Taking drospirenone can cause some undesired side effects. Common side effects are breast tenderness and pain, a feeling of bloatedness, and stomach hurt and swelling. Other uncommon side effects include pelvic pain, an increased production of white vaginal secretion, drastic weight gain or loss, and vaginal bleeding. The hormone can also produce some latent side effects that will not surface until several months or years later. These side effects can include bladder cancer and leukemia.

Patients who have kidney or liver diseases are not allowed to take drosperinone, as well as those who cannot produce enough steroid hormones. A history of heart failure and blood clots can also prevent patients from taking the medication; smokers are also prohibited. Patients who are taking other forms of medication should also inform their physicians, because drosperinone may interact in a harmful way.

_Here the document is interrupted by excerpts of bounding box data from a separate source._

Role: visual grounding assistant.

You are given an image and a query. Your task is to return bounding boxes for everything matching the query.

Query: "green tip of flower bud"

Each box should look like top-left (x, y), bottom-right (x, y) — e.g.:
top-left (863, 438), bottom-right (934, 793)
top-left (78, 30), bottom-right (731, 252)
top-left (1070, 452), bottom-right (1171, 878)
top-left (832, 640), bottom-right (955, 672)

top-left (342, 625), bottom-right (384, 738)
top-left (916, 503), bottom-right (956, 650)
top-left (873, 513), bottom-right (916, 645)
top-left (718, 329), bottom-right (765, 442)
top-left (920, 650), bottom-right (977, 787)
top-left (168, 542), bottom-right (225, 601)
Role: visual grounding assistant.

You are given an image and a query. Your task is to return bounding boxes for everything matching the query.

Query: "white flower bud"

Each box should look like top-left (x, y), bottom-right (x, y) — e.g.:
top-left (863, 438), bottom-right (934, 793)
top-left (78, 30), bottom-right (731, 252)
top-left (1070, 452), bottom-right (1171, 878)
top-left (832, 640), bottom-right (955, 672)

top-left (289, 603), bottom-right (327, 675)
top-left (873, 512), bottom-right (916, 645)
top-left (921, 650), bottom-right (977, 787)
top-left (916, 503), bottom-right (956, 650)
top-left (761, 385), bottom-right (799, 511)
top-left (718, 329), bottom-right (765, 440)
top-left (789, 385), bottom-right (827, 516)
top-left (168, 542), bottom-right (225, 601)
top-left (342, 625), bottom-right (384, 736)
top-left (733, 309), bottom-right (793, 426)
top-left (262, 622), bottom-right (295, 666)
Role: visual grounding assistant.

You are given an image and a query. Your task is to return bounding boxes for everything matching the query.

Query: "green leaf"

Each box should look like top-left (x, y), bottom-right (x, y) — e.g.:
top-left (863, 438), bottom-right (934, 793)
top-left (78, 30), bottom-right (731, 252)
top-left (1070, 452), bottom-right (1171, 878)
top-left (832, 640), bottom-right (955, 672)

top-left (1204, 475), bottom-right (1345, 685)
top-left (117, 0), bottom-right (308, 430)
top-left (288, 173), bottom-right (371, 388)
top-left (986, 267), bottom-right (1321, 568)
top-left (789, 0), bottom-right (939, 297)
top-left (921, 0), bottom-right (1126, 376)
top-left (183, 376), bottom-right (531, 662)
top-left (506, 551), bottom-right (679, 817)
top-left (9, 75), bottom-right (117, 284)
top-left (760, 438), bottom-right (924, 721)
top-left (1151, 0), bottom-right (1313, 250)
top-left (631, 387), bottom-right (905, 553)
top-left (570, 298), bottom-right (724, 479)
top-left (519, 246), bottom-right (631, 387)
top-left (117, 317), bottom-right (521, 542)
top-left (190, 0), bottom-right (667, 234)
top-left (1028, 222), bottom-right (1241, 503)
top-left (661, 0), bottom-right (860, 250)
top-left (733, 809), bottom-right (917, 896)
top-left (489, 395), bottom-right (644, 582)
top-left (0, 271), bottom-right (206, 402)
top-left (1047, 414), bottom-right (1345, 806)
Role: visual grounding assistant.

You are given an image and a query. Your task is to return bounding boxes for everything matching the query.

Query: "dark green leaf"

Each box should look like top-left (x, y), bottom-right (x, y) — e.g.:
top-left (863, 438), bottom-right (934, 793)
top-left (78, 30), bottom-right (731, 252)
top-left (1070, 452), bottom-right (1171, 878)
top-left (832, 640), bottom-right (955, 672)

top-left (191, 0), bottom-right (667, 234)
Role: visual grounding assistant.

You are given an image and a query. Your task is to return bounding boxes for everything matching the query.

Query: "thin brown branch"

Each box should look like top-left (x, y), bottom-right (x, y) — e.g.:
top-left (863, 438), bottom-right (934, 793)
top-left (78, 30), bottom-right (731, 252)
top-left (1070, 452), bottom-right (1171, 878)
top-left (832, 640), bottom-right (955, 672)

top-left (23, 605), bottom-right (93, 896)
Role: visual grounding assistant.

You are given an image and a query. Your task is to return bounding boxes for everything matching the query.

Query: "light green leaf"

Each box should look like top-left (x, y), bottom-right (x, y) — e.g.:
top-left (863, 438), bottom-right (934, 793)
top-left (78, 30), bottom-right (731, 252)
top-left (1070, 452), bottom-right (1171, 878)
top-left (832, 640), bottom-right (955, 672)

Physicians should also know of other information such as occurrences of diabetes, hypertension, and obesity. Future surgeries should be discussed as well, because a patient might have to discontinue the drospirenone medication. Patients should also check in with their physicians on a regular basis, probably two to three times a month, to evaluate whether or not it is safe to discontinue the medication. Severe side effects should also call for an urgent visit to the doctor.